The third in a nine-part feature addressing the biggest issues in NASCAR entering 2014
Each day from mid-February through late November, a small band of motorsports journalists work nearly around the clock — this being the digital age — to keep rabid NASCAR fans as up-to-the-second informed as possible. Many of these media members are ensconced in the sport’s “traveling circus,” working in garage areas, media centers and pressboxes nearly 40 weeks a year. So who better to go to for a “state of the sport” talk than them?
While drivers may toe the company line — keeping sponsors happy and staying in the sanctioning body’s good graces are important to their livelihood — it’s the job of these journos to provide news, insight and opinion in a sport that has no shortage of any.
In this nine-part feature, Athlon Sports sits down with seven media professionals from different outlets to get a healthy cross-section of ideas, opinions and feedback on the biggest issues alive and well in the sport of NASCAR, circa 2014.
The Camping World Truck Series’ visit to Eldora Speedway seemed to be a breath of fresh air for many fans. What, if any, lessons can be taken from this “experiment” that may be applicable to other series?
Pete Pistone (Sirius/XM NASCAR Radio and MRN Radio; @PPistone): Eldora reminded everyone that NASCAR racing used to be a lot more fun than it sometimes is these days. The sanctioning body should do whatever it can to capture the electricity, anticipation and good old-fashioned entertainment Eldora created and sprinkle it liberally across all three national divisions.
Nick Bromberg (Yahoo! Sports; @NickBromberg): Don’t be afraid to try something new with the on-track product. That race was a leap for NASCAR, but it paid off in a big way and instantly became the most popular event in Truck Series history. And it also proved that the best storylines are organic and happen via good racing. Just look at Norm Benning and the attention that he and his team received for the battle with Clay Greenfield in one of the heat races.
While I’m not ready to say that the Cup Series needs to jump on a dirt track as soon as possible, it’s more fuel for the thought that the Truck Series should be closer to how it started at local short tracks than where it is now at a majority of tracks where the Cup Series races.
Nate Ryan (USA Today; @nateryan): If the show is compelling, it doesn’t matter who the stars are. That’s the major lesson from any event that turns Norm Benning into a social media folk hero. The other major takeaway is that nothing should be sacred in stock-car racing. Because the racing was so memorable, there were no complaints about heat races, a segmented competition and a surface that doesn’t seem conducive to such heavy vehicles.
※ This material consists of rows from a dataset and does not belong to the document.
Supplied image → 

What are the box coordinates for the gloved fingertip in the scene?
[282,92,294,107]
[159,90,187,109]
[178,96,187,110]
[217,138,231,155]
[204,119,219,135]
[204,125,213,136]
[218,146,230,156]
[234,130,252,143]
In weighing enhancements to Sprint Cup, Eldora’s anti-idolatry vibe should be the template.
Also, transfer ownership of any other troubled tracks with promise to Tony Stewart and his management team. His street-smart savvy and force of will to produce success is unmatched.
Mike Hembree (Athlon Sports; @mikehembree): Eldora proved that “old school” still has a place in stock car racing. It doesn’t make a lot of sense to consider dirt-track racing for the Sprint Cup or Nationwide series, but the automatic drama created by a different sort of event can’t be denied. Could be a hint that fans want shorter races with more levels of entertainment. Heat races, anyone?
Ryan McGee (ESPN.com/ESPN The Magazine; @ESPNMcGee): I think it would work with the other series, but only once a year. Don’t get me wrong. It was awesome. And to me, that’s exactly what the Truck Series should be doing — going to different markets and trying out new ideas. But when the next two series follow it onto dirt, which will happen eventually, NASCAR needs to be careful not to kill the golden egg-laying goose like racetracks have with night racing. That novelty wore off a long time ago.
Bob Pockrass (The Sporting News; @bobpockrass): Heat races. But NASCAR needs to pay dollars to those who compete in the heats.
Mike Mulhern (MikeMulhern.net; @mikemulhern): The Eldora race played to less than 20,000. Nice marketing gimmick, but nothing long-term. Nice made-for-TV show. And where were the softwalls, by the way?